Interest rate risk model assumptions are an integral part of the overall asset and liability management process. Managers and the Asset and Liability Management Committee (ALCO) review and develop model assumptions to ensure the results are reliable for business decisions and managing the balance sheet. Greater confidence in model results helps management develop business tactics and strategies to minimize risk and capitalize on opportunities.
Typically, asset managers use historical data to develop key model assumptions such as loan prepayment rates, deposit decay rates, repricing rates and rate betas, among others. However, the “pandemic years” (the time during the COVID-19 pandemic that occurred between March 2020 to around mid-2022, with lasting effects well afterwards) have made historical analysis incredibly challenging. Our goal here is to develop an approach to IRR model assumptions in the post pandemic environment.

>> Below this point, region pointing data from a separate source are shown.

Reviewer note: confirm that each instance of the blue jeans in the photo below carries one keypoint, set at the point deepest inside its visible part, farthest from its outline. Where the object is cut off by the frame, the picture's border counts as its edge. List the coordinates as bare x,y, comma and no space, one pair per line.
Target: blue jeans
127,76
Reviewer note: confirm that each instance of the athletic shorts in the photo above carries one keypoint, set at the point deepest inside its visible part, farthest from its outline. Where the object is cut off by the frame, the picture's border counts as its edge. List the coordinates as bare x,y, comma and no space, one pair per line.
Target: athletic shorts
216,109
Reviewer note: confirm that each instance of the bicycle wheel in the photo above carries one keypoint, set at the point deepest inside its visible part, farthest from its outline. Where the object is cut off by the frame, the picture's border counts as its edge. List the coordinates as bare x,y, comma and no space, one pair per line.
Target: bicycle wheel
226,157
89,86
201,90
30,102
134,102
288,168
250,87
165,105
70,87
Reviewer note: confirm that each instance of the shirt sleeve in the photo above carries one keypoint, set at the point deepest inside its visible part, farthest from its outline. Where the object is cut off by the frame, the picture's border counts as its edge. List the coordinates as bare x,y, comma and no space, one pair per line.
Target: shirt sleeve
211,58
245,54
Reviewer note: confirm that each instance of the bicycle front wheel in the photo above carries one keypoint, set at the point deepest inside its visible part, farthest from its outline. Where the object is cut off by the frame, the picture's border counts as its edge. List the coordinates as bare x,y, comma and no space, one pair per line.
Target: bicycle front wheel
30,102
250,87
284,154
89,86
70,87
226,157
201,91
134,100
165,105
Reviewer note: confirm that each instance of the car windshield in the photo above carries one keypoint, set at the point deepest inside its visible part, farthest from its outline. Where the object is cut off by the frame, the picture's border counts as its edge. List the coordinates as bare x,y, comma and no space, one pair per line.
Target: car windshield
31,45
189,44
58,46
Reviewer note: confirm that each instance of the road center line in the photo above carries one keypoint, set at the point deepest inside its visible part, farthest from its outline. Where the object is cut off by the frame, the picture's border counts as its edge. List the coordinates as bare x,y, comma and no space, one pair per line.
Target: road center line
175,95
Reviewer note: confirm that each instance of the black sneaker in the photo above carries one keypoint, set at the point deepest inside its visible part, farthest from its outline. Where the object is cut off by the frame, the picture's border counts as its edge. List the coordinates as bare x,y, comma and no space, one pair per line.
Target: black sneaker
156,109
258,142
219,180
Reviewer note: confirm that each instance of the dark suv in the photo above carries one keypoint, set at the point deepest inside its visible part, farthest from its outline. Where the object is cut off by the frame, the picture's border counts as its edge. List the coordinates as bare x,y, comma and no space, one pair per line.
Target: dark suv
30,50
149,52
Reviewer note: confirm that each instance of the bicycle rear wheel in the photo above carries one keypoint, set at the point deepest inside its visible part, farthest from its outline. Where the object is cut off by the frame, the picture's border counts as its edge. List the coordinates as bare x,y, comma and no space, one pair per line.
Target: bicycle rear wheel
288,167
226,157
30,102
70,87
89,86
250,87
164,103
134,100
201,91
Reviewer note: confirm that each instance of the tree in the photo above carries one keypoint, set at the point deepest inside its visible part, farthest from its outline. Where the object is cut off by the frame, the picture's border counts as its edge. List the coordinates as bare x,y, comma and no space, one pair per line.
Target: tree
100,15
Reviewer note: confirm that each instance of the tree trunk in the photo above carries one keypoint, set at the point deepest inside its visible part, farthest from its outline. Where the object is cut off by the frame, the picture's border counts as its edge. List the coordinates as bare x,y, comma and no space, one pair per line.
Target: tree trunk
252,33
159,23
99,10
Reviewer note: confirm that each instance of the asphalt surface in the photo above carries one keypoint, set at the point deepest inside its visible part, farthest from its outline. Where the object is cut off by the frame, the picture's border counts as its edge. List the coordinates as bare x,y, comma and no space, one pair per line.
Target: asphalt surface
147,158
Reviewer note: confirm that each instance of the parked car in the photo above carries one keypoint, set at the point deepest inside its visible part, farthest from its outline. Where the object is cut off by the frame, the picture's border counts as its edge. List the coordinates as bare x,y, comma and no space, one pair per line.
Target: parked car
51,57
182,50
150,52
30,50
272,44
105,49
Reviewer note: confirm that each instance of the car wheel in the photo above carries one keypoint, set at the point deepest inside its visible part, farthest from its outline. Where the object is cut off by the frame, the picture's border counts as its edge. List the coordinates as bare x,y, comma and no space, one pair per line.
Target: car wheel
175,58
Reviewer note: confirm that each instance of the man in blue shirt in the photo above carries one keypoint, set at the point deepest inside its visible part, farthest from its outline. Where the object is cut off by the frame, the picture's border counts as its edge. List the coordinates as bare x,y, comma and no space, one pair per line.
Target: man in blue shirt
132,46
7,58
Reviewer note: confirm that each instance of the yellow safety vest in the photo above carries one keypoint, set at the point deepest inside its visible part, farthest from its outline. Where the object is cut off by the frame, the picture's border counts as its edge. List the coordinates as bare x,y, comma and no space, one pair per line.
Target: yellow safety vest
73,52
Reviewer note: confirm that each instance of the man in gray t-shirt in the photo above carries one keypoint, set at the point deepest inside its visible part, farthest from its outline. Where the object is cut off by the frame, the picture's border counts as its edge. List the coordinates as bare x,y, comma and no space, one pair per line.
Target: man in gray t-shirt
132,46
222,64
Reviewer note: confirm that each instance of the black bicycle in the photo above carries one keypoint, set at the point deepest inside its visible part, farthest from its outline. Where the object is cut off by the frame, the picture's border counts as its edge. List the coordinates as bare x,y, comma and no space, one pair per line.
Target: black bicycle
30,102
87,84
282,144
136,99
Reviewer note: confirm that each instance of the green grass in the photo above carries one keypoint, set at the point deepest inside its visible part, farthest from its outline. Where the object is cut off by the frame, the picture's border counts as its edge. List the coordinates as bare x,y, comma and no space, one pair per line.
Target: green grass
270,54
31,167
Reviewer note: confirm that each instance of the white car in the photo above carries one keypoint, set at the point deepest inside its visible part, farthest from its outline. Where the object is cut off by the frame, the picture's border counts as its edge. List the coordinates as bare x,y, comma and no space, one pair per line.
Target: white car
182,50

In evaluating our situation, it looks like we have several options to consider. For any option, we should acknowledge the impact of the pandemic on historical data and document the selected course of action for management and ALCO.
Of course, our first option is to continue to use the assumptions we currently have in the model and complete additional analysis as conditions improve and warrant. For some assumptions, this might be just fine. For example, discounts rates used in present value analysis are often based on market rates and, while market rates are higher now than in the pandemic, the market rate approach seems appropriate. Loan prepayment rates, on the other hand, might need to be reviewed. Loan prepayment rates, for many institutions, declined dramatically during and after the pandemic years and most likely need to be reviewed. Consider a review of this and other main model assumptions and identify those that have been most impacted by the economic environment during the pandemic. Some assumptions most impacted by historical data during the pandemic seem to be loan prepayment rates, non-maturity deposit decay rates and rate betas (for both assets and liabilities).
For those assumptions where further review and analysis is warranted, options we might consider include data normalization or an adjustment to current assumptions based on management’s assessment. Normalizing historical data used in the analysis for a given assumption has some appeal. For example, we might adjust non-maturity deposits by the surge balance identified during the pandemic years when conducting a decay analysis. (As a note, most institutions experienced relatively significant deposit balance increases during the pandemic and those balances above a “reasonable” level were considered “surge” balances that were not likely to remain with the institution once the pandemic subsided.) In other cases, a management adjustment to an assumption value may be a reasonable approach. As an example, an historical analysis of loan rate betas over the past few years (given the movement in market rates) might result in abnormally low values that may not be realistic for the near term. Adjusting those values based on management expectations might provide improved assumptions for the interest rate risk model. Such adjustments are somewhat similar to a qualitative factor assigned by management in the allowance for credit losses model. Regardless of the option we use, it’s important to include documentation of the approach for management, ALCO and audit purposes.
Another approach for assumptions is to conduct sensitivity analysis for key variables. We can increase or decrease the value for each assumption by a percentage or factor and then evaluate the results on earnings and value. For example, we can increase or decrease non-maturity deposit decay rates by 50, 100 and 150 percent and process model results for each scenario. We can then compare the results to the base case to evaluate how sensitive the assumptions might be to significant changes. Typically, we would expand our analysis of assumptions with greater sensitivity to earnings or value at risk. Stress testing is one approach that can be completed regardless of the assumption and market environment. Market conditions are always subject to volatility, but the extremes felt during the pandemic years were far more challenging than the typical ups and downs. Over the next few years as we continue to adjust to the post-pandemic economy we will want to continue reviewing and assessing model assumptions. To prepare for future analysis, it may be beneficial to establish a process to capture core data and other information (such as rates, investment details, etc.) on a monthly basis, if not already in place. Historical data is often the most challenging part of conducting an analysis for model assumptions. Having a database of information provides a great foundation for success.